The employee magazine
of the Volkswagen brand


When danger comes from behind

For the first time ever, the PreCrash system in the Arteon can pick up on hazards at the rear.

It’s a situation no driver ever wants to face: You’re at a red light, you take a look in the rear-view mirror, and see the vehicle behind is approaching much too fast. A rear-end crash is looming. This is where the new “Proactive Occupant Protection System” in the Arteon comes into play. For the first time, the PreCrash sensors are able to react not only when a crash is looming from the front, but also when hazards approach from the rear. This involves the PreCrash system using information from the “Side Assist” lane change assistant. Within fractions of a second, it can take measures to minimize the consequences of an accident as much as possible.
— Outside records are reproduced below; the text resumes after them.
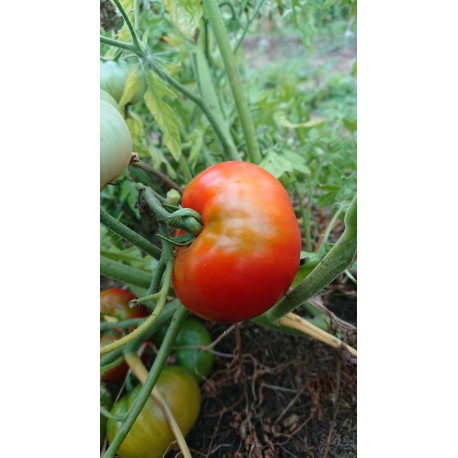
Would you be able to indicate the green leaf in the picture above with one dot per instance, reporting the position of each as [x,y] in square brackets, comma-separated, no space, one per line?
[184,15]
[275,164]
[132,85]
[124,33]
[163,113]
[281,120]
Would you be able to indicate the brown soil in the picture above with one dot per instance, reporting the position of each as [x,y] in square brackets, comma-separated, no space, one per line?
[276,395]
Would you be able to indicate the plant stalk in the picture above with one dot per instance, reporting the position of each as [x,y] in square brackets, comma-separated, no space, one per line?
[148,386]
[331,266]
[128,234]
[222,39]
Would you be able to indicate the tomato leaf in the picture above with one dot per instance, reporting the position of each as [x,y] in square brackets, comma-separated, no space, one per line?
[184,15]
[163,113]
[132,85]
[281,120]
[275,164]
[124,33]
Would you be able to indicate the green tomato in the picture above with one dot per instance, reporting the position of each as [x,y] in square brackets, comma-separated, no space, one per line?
[115,143]
[150,435]
[113,77]
[199,362]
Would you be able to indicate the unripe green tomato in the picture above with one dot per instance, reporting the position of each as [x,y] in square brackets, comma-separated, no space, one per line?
[113,76]
[115,144]
[150,435]
[199,362]
[108,98]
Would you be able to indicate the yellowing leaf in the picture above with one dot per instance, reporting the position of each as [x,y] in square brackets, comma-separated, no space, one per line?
[163,113]
[135,125]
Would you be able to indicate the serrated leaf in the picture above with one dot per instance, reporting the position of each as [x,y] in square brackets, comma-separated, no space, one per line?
[184,15]
[163,113]
[124,33]
[158,158]
[281,120]
[132,85]
[298,162]
[276,165]
[135,124]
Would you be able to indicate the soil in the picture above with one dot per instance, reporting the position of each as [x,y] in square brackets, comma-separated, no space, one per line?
[276,395]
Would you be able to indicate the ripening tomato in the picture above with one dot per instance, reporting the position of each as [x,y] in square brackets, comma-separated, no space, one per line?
[248,253]
[150,435]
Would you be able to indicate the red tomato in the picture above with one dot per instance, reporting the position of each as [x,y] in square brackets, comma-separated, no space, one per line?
[114,305]
[248,253]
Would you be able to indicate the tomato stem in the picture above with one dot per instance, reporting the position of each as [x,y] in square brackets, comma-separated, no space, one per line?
[162,298]
[106,413]
[332,265]
[120,44]
[216,21]
[150,381]
[109,366]
[128,234]
[187,223]
[124,273]
[163,318]
[137,367]
[219,131]
[128,23]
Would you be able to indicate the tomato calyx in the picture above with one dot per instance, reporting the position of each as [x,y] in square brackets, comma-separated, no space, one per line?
[181,240]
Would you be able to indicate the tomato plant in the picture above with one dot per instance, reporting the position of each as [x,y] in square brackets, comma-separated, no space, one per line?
[119,372]
[114,305]
[150,435]
[115,143]
[106,401]
[248,253]
[108,98]
[113,77]
[199,362]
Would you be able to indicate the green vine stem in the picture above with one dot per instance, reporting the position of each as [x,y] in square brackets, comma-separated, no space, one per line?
[124,324]
[136,365]
[214,122]
[108,414]
[128,23]
[164,317]
[333,264]
[121,45]
[161,300]
[128,234]
[187,223]
[111,365]
[222,39]
[122,272]
[308,219]
[162,176]
[148,386]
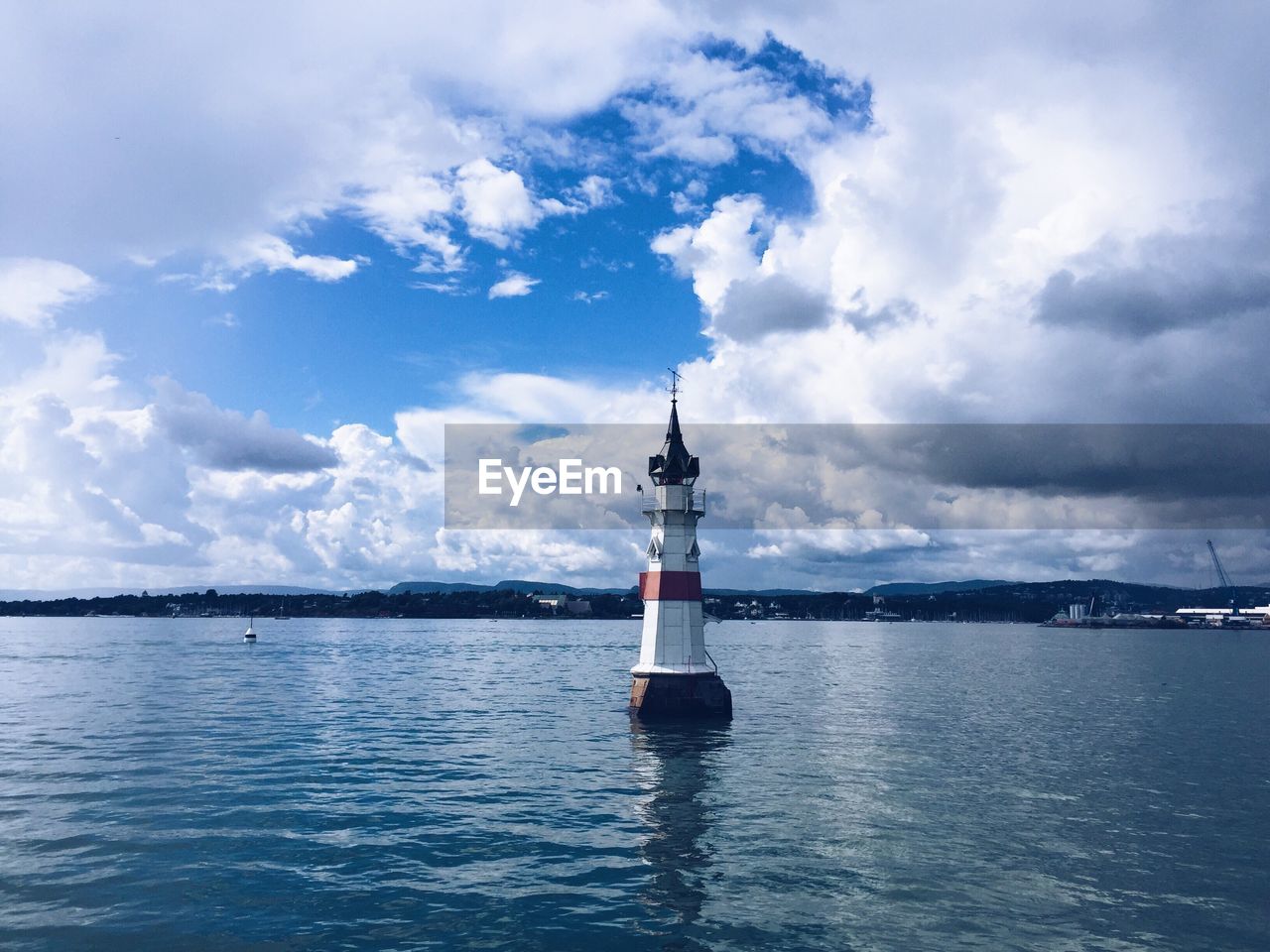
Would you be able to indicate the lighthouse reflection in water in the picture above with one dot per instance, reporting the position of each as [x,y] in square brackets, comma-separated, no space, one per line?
[677,762]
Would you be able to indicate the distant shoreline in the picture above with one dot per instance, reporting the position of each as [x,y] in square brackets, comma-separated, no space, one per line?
[1012,602]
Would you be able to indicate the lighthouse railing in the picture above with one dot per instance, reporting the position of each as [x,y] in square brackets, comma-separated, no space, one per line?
[694,502]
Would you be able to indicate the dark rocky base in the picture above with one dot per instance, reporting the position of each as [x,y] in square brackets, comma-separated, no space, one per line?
[680,697]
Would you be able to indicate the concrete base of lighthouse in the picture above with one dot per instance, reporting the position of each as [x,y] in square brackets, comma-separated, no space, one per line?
[665,697]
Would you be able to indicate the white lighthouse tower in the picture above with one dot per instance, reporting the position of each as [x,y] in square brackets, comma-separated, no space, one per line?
[676,675]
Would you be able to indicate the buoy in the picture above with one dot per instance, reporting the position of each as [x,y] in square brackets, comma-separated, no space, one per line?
[676,678]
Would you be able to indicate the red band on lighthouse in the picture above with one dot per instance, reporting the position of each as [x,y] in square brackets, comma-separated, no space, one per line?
[670,587]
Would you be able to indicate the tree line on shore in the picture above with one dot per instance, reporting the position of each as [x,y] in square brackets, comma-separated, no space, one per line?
[1030,602]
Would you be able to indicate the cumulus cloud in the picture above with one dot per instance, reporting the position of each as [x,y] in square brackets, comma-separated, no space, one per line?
[225,439]
[975,244]
[272,254]
[513,285]
[32,290]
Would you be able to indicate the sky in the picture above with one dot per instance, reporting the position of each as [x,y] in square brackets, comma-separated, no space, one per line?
[253,261]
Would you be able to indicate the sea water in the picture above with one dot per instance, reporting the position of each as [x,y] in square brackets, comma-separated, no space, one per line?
[393,784]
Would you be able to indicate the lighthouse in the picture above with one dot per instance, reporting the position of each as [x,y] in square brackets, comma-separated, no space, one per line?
[676,678]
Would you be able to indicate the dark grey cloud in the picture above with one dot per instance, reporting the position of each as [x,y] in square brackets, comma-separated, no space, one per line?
[1176,281]
[753,308]
[1143,301]
[225,439]
[929,476]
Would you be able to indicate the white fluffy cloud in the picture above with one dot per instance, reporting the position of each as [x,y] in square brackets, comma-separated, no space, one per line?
[513,285]
[1014,238]
[33,289]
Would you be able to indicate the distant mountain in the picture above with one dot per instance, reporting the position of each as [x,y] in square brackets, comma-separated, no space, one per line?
[51,594]
[521,585]
[934,588]
[761,593]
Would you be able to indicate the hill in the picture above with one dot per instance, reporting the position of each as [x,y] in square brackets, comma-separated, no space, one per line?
[934,588]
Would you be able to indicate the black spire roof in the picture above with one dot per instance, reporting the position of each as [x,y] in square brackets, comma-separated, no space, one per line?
[674,466]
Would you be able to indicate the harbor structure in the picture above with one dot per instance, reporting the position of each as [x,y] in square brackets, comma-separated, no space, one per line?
[676,678]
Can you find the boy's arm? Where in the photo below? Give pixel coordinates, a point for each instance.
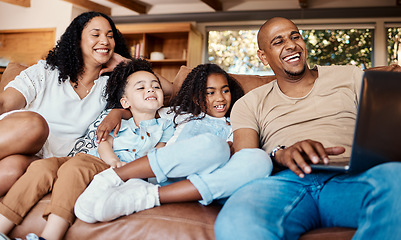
(107, 154)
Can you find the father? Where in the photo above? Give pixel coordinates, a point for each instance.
(312, 113)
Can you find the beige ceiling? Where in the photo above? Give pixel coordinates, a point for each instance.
(146, 7)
Here’s how it works: The PreCrash system uses the sensors in the “Side Assist” lane-change assistant, whose main job is to warn drivers who find themselves in the ‘blind spot’ while overtaking. This is because “Side Assist” relies on radar sensors to register the position and speed of vehicles behind the Arteon, which the “Proactive Occupant Protection System” can then evaluate. This feature works not only while the car is moving, but also when it is stationary with the engine running or in stop-start mode – just as it might be at a red light. When another vehicle approaches the new Gran Turismo, the system calculates the probability of a collision using information on the positions and speeds of both cars.
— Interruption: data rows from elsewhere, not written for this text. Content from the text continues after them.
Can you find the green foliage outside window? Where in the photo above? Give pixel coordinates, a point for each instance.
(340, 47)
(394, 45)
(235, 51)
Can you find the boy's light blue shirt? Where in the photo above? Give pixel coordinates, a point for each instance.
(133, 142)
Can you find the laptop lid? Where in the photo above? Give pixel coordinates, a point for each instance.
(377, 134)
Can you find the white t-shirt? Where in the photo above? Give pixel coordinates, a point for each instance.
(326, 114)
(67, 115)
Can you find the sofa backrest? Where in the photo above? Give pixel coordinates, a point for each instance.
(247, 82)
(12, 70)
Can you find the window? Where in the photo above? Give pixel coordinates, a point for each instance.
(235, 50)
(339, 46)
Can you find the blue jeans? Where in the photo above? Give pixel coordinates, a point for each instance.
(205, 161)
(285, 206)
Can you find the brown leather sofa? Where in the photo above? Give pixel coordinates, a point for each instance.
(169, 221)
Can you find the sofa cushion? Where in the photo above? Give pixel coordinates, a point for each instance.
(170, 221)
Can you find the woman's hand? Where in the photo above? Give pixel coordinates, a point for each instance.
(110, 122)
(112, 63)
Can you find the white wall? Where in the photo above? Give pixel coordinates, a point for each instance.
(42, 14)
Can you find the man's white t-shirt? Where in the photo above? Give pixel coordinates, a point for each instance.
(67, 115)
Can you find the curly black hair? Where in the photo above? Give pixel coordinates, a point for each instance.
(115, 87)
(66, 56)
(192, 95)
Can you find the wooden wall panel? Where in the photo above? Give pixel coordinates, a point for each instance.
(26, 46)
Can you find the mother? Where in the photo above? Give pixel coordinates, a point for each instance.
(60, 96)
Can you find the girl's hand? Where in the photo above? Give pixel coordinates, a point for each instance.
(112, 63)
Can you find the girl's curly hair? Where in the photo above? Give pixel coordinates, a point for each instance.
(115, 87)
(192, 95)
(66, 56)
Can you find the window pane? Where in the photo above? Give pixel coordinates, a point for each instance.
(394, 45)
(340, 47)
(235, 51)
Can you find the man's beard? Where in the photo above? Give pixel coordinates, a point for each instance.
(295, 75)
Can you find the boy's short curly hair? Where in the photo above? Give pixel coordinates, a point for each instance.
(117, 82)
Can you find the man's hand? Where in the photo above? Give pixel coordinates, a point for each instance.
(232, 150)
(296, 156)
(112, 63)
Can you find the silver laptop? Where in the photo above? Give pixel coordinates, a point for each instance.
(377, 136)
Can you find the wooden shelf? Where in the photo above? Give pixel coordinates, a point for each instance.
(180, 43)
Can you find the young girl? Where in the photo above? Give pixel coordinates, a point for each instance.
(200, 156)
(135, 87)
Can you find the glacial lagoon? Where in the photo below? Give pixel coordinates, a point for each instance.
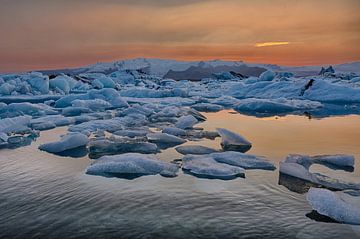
(45, 195)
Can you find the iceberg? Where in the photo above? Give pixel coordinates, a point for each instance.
(246, 161)
(336, 205)
(15, 124)
(94, 105)
(267, 76)
(67, 142)
(207, 107)
(298, 166)
(102, 147)
(163, 138)
(194, 149)
(186, 122)
(205, 166)
(231, 141)
(174, 131)
(18, 109)
(131, 165)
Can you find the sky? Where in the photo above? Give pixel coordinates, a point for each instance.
(43, 34)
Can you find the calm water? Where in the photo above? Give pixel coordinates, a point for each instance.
(47, 196)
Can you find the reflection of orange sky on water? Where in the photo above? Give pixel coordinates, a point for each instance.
(51, 34)
(278, 137)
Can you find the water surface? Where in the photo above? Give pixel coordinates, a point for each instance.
(48, 196)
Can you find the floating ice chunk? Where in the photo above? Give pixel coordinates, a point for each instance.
(267, 76)
(246, 161)
(95, 105)
(6, 89)
(60, 82)
(325, 91)
(108, 147)
(206, 166)
(195, 149)
(110, 125)
(207, 107)
(340, 160)
(298, 166)
(131, 165)
(231, 141)
(226, 101)
(17, 109)
(106, 82)
(186, 122)
(38, 82)
(75, 111)
(132, 133)
(164, 138)
(67, 142)
(51, 121)
(108, 94)
(16, 124)
(338, 206)
(174, 131)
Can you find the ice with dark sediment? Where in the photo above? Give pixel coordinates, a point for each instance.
(100, 147)
(207, 167)
(186, 122)
(298, 166)
(131, 165)
(231, 141)
(339, 206)
(67, 142)
(195, 149)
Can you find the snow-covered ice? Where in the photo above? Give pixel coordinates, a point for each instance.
(131, 165)
(231, 141)
(339, 206)
(67, 142)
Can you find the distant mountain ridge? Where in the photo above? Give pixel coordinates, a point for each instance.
(195, 69)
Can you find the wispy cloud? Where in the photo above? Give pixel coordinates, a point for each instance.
(277, 43)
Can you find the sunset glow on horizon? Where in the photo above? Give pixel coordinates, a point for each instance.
(40, 34)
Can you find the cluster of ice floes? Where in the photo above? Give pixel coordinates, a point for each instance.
(341, 206)
(131, 165)
(298, 166)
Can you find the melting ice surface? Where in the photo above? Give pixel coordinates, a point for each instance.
(47, 193)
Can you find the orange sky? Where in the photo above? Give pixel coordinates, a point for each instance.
(42, 34)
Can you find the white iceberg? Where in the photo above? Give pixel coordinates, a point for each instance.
(67, 142)
(131, 164)
(15, 124)
(231, 141)
(206, 166)
(207, 107)
(336, 205)
(298, 166)
(267, 76)
(174, 131)
(163, 138)
(194, 149)
(186, 122)
(246, 161)
(108, 147)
If there is imminent danger of a collision, the PreCrash assistance system reacts in the blink of an eye. The hazard warning lights activate immediately, while all windows, including the sunroof, are closed to just a small gap. While all of this is happening, the belt tensioners tighten both of the front seat belts – all precautionary measures to prepare for the accident waiting to happen and minimize the potential consequences if the worst should come to worst.